Bu kez mesai arkadaşlarına kendisini acındırmaya başlar. Onlardan yardım dilenir. Acıyıp yardım ederler. Sonra gün gelir kafalarına dank eder; “o da aynı maaşı alıyor biz de” demeye başlarlar. Cinsel gereksinimlerini de masrafsız, sermayesi olan yalvar yakar olmakla karşılamaya başlar. Yalvarır, yakarır, küçülür, önlerinde diz çöker; Onun ustaca yalvarmaları karşısında insanlar kendilerini kral ve kraliçe gibi hissederken; “adam ne olacak? O kadar yalvarıyor. Bir kereden bir şey olmaz,” diye düşünerek kabul ederler. Yararlanıp işi bittikten sonra sıra diş kirası örneği; üste yalvararak para da almayı başarır. İkinci, üçüncü derken aldatıldıklarını anlarlar ama o alacağını almıştır. Kapıya kıran mı girdi; başka kapılara başvurur. Böyle sürer gider. Artık bu iş yerinde ekmeği bitmek üzeredir. Başka kapıya gitmenin vakti gelmiştir. Tayin ister. Amirlerine öyle bir yalvarır, acındırır ki, hemen tayinini istediği yere yaparlar. Ev eşyalarını da kendileri taşımaya kendiliklerinden aday olurlar.
Yeni işyerinde yeni yolunacak kazlar bulmanın mutluluğu içinde çalışmaya devam eder.
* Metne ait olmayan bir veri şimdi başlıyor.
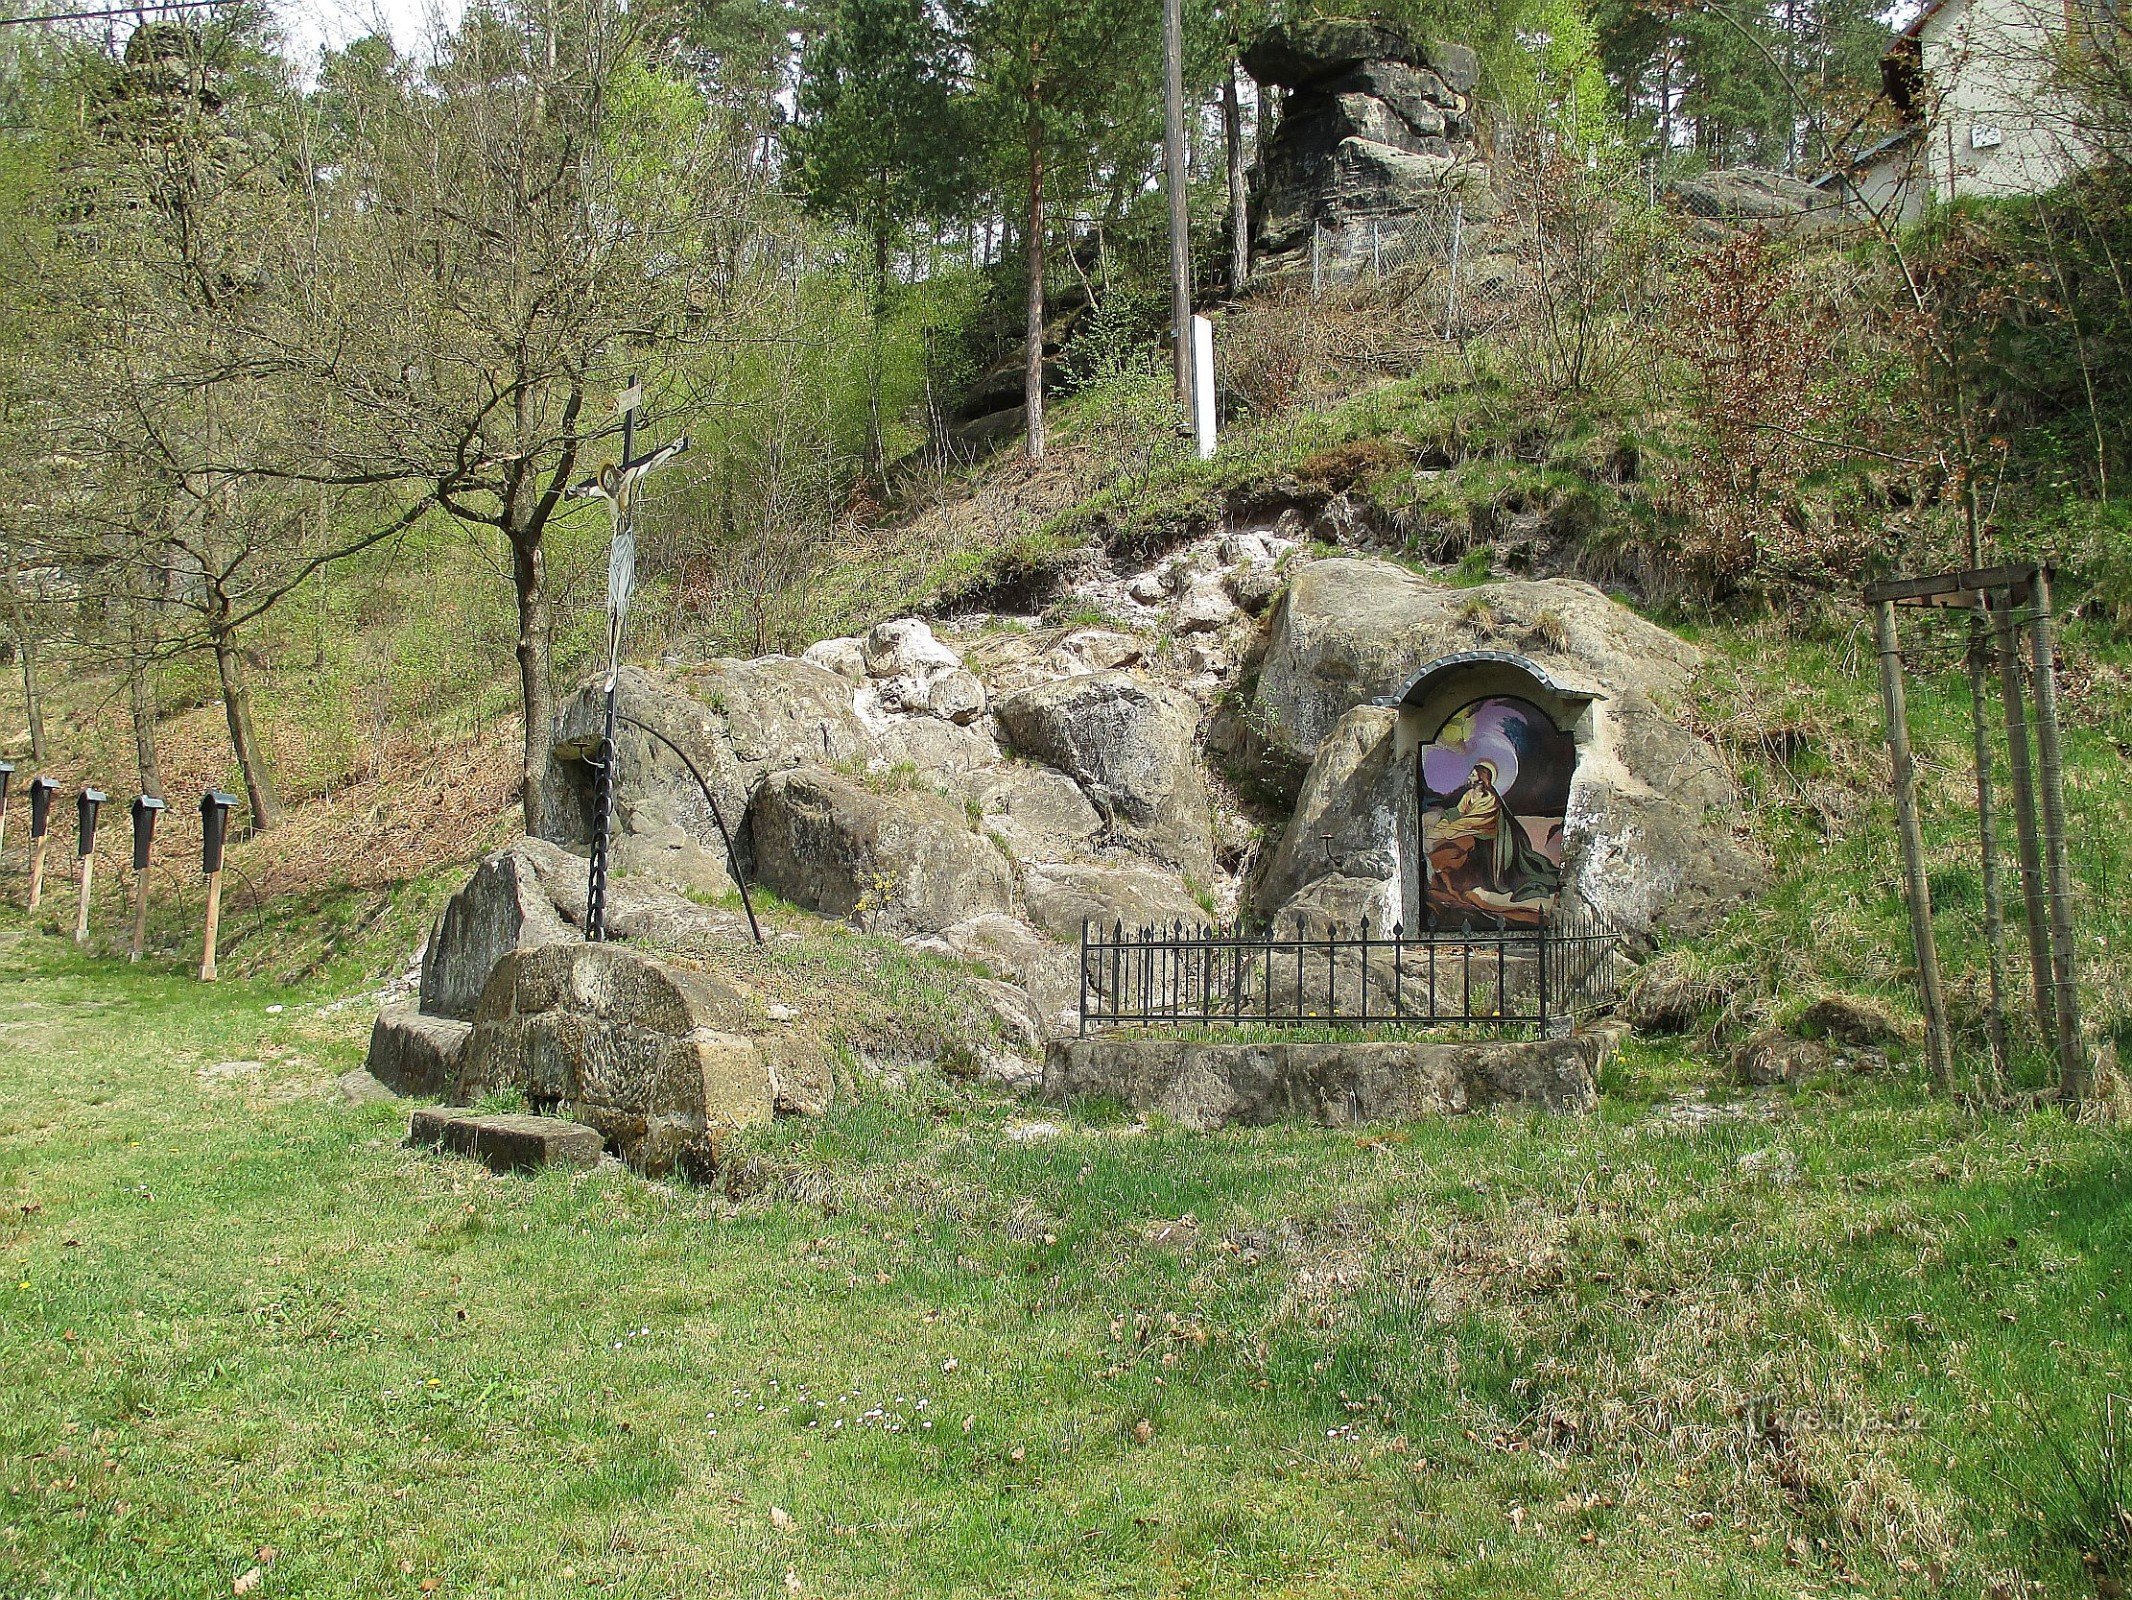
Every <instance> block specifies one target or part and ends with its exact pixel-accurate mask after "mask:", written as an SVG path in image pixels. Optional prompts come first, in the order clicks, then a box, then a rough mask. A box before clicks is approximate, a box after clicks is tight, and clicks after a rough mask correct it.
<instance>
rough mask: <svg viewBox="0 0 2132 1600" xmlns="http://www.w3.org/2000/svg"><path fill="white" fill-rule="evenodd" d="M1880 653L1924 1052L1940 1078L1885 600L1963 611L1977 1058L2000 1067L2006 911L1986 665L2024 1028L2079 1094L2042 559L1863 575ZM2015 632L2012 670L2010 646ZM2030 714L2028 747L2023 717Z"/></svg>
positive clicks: (2066, 866) (2059, 774)
mask: <svg viewBox="0 0 2132 1600" xmlns="http://www.w3.org/2000/svg"><path fill="white" fill-rule="evenodd" d="M1863 597H1865V604H1868V606H1870V608H1872V612H1874V638H1876V644H1878V653H1880V708H1883V713H1885V717H1887V745H1889V755H1891V762H1893V777H1895V826H1897V832H1900V834H1902V866H1904V900H1906V902H1908V907H1910V934H1912V939H1915V941H1917V979H1919V992H1921V998H1923V1005H1925V1050H1927V1056H1929V1065H1932V1075H1934V1082H1938V1084H1940V1088H1951V1086H1953V1047H1951V1041H1949V1030H1947V998H1944V992H1942V988H1940V956H1938V947H1936V943H1934V937H1932V887H1929V885H1927V881H1925V845H1923V834H1921V830H1919V821H1917V772H1915V764H1912V757H1910V725H1908V708H1906V702H1904V681H1902V640H1900V636H1897V627H1895V610H1897V608H1929V610H1955V612H1966V614H1968V619H1970V638H1968V668H1970V715H1972V721H1974V734H1976V740H1974V742H1976V823H1978V851H1981V862H1983V892H1985V943H1987V949H1989V960H1991V1056H1993V1067H1996V1069H1998V1071H2000V1073H2002V1075H2004V1071H2006V1058H2008V1047H2006V913H2004V896H2002V887H2000V836H1998V809H1996V796H1993V783H1991V755H1993V745H1991V721H1989V678H1991V676H1993V672H1991V668H1993V666H1996V668H1998V672H1996V676H1998V681H2000V700H2002V704H2004V713H2006V770H2008V777H2010V779H2013V815H2015V836H2017V838H2015V843H2017V862H2019V875H2021V905H2023V913H2025V924H2028V956H2030V979H2032V988H2034V1005H2036V1026H2038V1030H2040V1035H2042V1039H2045V1043H2047V1045H2049V1047H2051V1054H2053V1056H2055V1060H2057V1073H2060V1090H2062V1094H2064V1097H2066V1099H2068V1101H2085V1099H2087V1097H2089V1092H2091V1090H2094V1077H2091V1067H2089V1060H2087V1047H2085V1043H2083V1041H2081V994H2079V981H2077V971H2074V954H2072V879H2070V868H2068V864H2066V777H2064V757H2062V751H2060V742H2057V642H2055V638H2053V627H2051V570H2049V567H2042V565H2002V567H1976V570H1970V572H1947V574H1938V576H1932V578H1889V580H1885V582H1876V585H1868V589H1865V595H1863ZM2023 636H2025V644H2028V672H2025V674H2023V661H2021V653H2023V651H2021V644H2023ZM2032 725H2034V751H2032V749H2030V727H2032Z"/></svg>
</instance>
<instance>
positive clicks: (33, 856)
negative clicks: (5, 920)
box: [30, 772, 60, 911]
mask: <svg viewBox="0 0 2132 1600" xmlns="http://www.w3.org/2000/svg"><path fill="white" fill-rule="evenodd" d="M58 787H60V785H58V781H53V779H47V777H45V774H43V772H38V774H36V777H34V779H30V909H32V911H36V907H38V902H41V900H43V898H45V843H47V836H49V832H51V796H53V794H55V791H58Z"/></svg>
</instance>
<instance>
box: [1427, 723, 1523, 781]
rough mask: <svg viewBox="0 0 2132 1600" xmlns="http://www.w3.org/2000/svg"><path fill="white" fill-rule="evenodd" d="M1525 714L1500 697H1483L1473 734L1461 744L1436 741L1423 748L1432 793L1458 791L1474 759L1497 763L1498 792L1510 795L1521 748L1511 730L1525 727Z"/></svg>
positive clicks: (1480, 761) (1497, 779) (1437, 737)
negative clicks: (1424, 747)
mask: <svg viewBox="0 0 2132 1600" xmlns="http://www.w3.org/2000/svg"><path fill="white" fill-rule="evenodd" d="M1522 723H1524V715H1522V713H1520V710H1518V708H1516V706H1509V704H1505V702H1501V700H1484V702H1482V706H1480V710H1475V713H1473V736H1471V738H1467V740H1465V742H1460V745H1452V742H1445V740H1443V736H1441V734H1439V736H1437V742H1435V745H1431V747H1426V749H1424V751H1422V781H1424V783H1426V785H1428V789H1431V791H1433V794H1458V789H1463V787H1465V781H1467V777H1469V774H1471V772H1473V764H1475V762H1495V791H1497V794H1509V785H1514V783H1516V781H1518V747H1516V745H1514V742H1512V734H1509V730H1512V727H1514V725H1518V727H1522Z"/></svg>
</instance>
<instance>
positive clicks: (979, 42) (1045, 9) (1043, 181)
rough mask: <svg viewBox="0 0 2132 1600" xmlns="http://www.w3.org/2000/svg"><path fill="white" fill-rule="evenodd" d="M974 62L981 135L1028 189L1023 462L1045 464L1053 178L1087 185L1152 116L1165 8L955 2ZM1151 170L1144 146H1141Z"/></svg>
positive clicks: (1023, 238) (1023, 371)
mask: <svg viewBox="0 0 2132 1600" xmlns="http://www.w3.org/2000/svg"><path fill="white" fill-rule="evenodd" d="M949 17H951V21H953V26H955V28H957V34H959V36H962V43H964V47H966V49H968V53H970V64H972V77H974V85H976V119H979V122H976V126H981V128H994V130H998V143H996V145H994V149H991V156H994V158H996V160H998V162H1000V166H1002V169H1004V171H1011V173H1013V175H1015V177H1017V179H1019V188H1021V201H1023V211H1021V245H1023V271H1025V282H1023V290H1025V294H1023V339H1025V346H1023V375H1021V397H1023V412H1025V450H1028V454H1030V459H1032V461H1034V459H1040V457H1043V452H1045V254H1047V233H1049V218H1051V211H1049V203H1051V198H1053V196H1051V192H1049V190H1047V181H1049V177H1051V173H1053V169H1055V166H1066V171H1068V173H1075V175H1079V177H1081V181H1083V186H1085V181H1087V177H1089V166H1092V160H1089V158H1092V151H1098V149H1102V147H1104V143H1107V132H1109V130H1111V128H1115V126H1119V124H1124V122H1130V119H1132V117H1134V115H1141V117H1145V113H1147V107H1151V105H1153V87H1156V81H1158V73H1160V60H1162V45H1160V6H1151V4H1145V2H1143V0H953V4H951V11H949ZM1143 158H1145V145H1143Z"/></svg>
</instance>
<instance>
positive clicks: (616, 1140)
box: [454, 943, 776, 1173]
mask: <svg viewBox="0 0 2132 1600" xmlns="http://www.w3.org/2000/svg"><path fill="white" fill-rule="evenodd" d="M742 1011H744V1005H742V996H740V994H738V992H736V990H733V988H729V986H725V983H721V981H718V979H714V977H708V975H706V973H689V971H682V969H676V966H669V964H665V962H661V960H655V958H652V956H646V954H644V951H637V949H631V947H627V945H586V943H569V945H537V947H531V949H516V951H512V954H507V956H505V958H503V960H499V962H497V969H495V973H492V975H490V979H488V988H486V990H484V992H482V1003H480V1007H478V1009H475V1013H473V1033H471V1037H469V1039H467V1047H465V1052H463V1058H461V1071H458V1082H456V1084H454V1099H456V1101H458V1103H461V1105H467V1103H471V1101H475V1099H480V1097H482V1094H486V1092H490V1090H518V1092H522V1094H524V1097H527V1101H531V1103H533V1105H535V1107H559V1109H561V1111H563V1114H565V1116H569V1118H571V1120H576V1122H584V1124H588V1126H593V1129H599V1133H601V1137H603V1139H605V1141H608V1146H610V1148H614V1150H616V1152H618V1154H620V1156H623V1158H625V1161H627V1163H629V1165H631V1167H635V1169H637V1171H646V1173H663V1171H669V1169H672V1167H674V1163H676V1161H678V1158H680V1156H682V1152H684V1150H689V1148H691V1146H699V1143H704V1141H706V1139H714V1137H716V1135H718V1133H725V1131H731V1129H740V1126H748V1124H753V1122H768V1120H770V1116H772V1107H774V1103H776V1086H774V1084H772V1077H770V1069H768V1065H765V1062H763V1056H761V1052H759V1050H757V1047H755V1043H753V1041H750V1039H746V1037H744V1035H738V1033H731V1028H733V1024H736V1022H738V1020H740V1015H742Z"/></svg>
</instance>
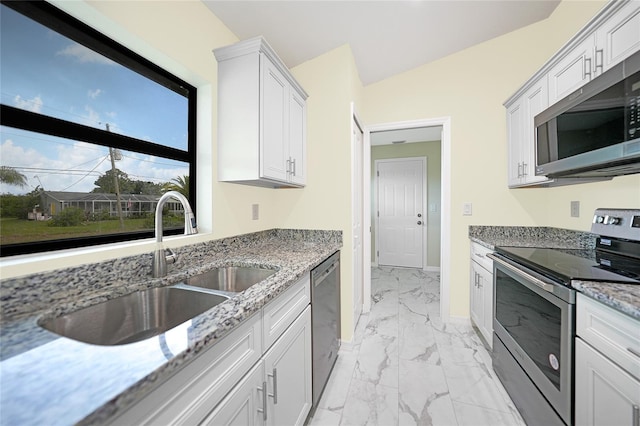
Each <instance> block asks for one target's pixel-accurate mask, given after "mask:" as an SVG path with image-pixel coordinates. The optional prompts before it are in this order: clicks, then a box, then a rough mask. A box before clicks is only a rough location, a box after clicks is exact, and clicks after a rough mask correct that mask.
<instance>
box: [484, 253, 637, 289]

Hep en çok çalışan odur. Amirlerini her gördüğü yerde çok çalıştığını, kıymetinin bilinmediğini, ezildiğini anlatarak üzerindeki iş yükünü azaltıp, insanları maddi manevi sömürmeye devam eder. Evlenir erkekse karısına, kadınsa kocasına her istediğini yaptırır. Akşama eve geldiğinde eşi sızlanmaya başlamadan o başlar. Bakar ki, o daha mağdurdur kendi dertlerini içine atmak zorunda kalırlar. Çocukları olur. Onlara da aynı acındırmaya başvurarak bitmek bilmez isteklerini de frenlemiş olur.
Yıllar geçmiş ordinaryüs seviyesine gelmiştir. Yalvarıp, kuyruk sallayarak yaptırmayacağı iş yoktur. Keseri hep kendinden yana yontar. Diğer insanların ne yaşadıklarının bir önemi yoktur. O dünyanın merkezindedir ve herkes etrafında pervane olmalıdır. İlkesi, kişiliği, onuru yoktur. Yeter ki işleri yolunda gitsin de insanlar onu kişiliksiz olarak görsünler. Hiç bir sakınca görmez.
Yaşlandığında, bir eli yağda, bir eli balda yaşam sürdüğü için kendisi ile gurur duyar. Bütün emsalleri ölmüş, kendisi kıran artığı misali kalmıştır. Uzun yaşamış olması ile de gurur duyar. Yalvara yakara (eşi yaşıyorsa) kendisine baktırmayı becerir. Çocuklarına yalvarıp, kendisine acındırarak baktırır. Onlar bıkmışsa çevresindeki insanları etrafında pervane eder. Böylece yaşlılık günlerini de mutlu bir şekilde geçirir. Olmaz da, var sayalım ki hayırsız çıkan evlatları onu huzur evine verdiler; orada bulunan bütün personele kendisini acındırıp başkalarının hakkını da gasp ederek bakımını dört dörtlük yaptırır.
Artık ölmüştür. Yalvaran dilleri yalvarmaz olur. Azrail beş dakika izin verse, onu dinleyebilse onu da ikna edip ölümsüzlüğe kavuşacaktır ama Azrail bunun burası ne kadar yalvarsa, ne kadar sızlansa dinlemez. Ömründe ilk kez yalnız kalmış, cenazesi şanına uygun gömülememiştir. Kendi cenazesine evlatlarının bile gelmediğini gören ruhu acı içinde kıvranırken kimsesizler mezarlığına iki belediye işçisinin kürek sesleri arasına gömülür. Yine yalvarır, bizden bir şeyler koparır korkusuyla kimse mezarını ziyaret edemez. Zaten de bir önemi kalmamıştır. Onlar mezarına gelse ne, gelmese ne? O bu dünyada güzel bir yaşam sürmüş, her türlü tadı alarak gitmiştir. Gerisinin canı cehennemedir.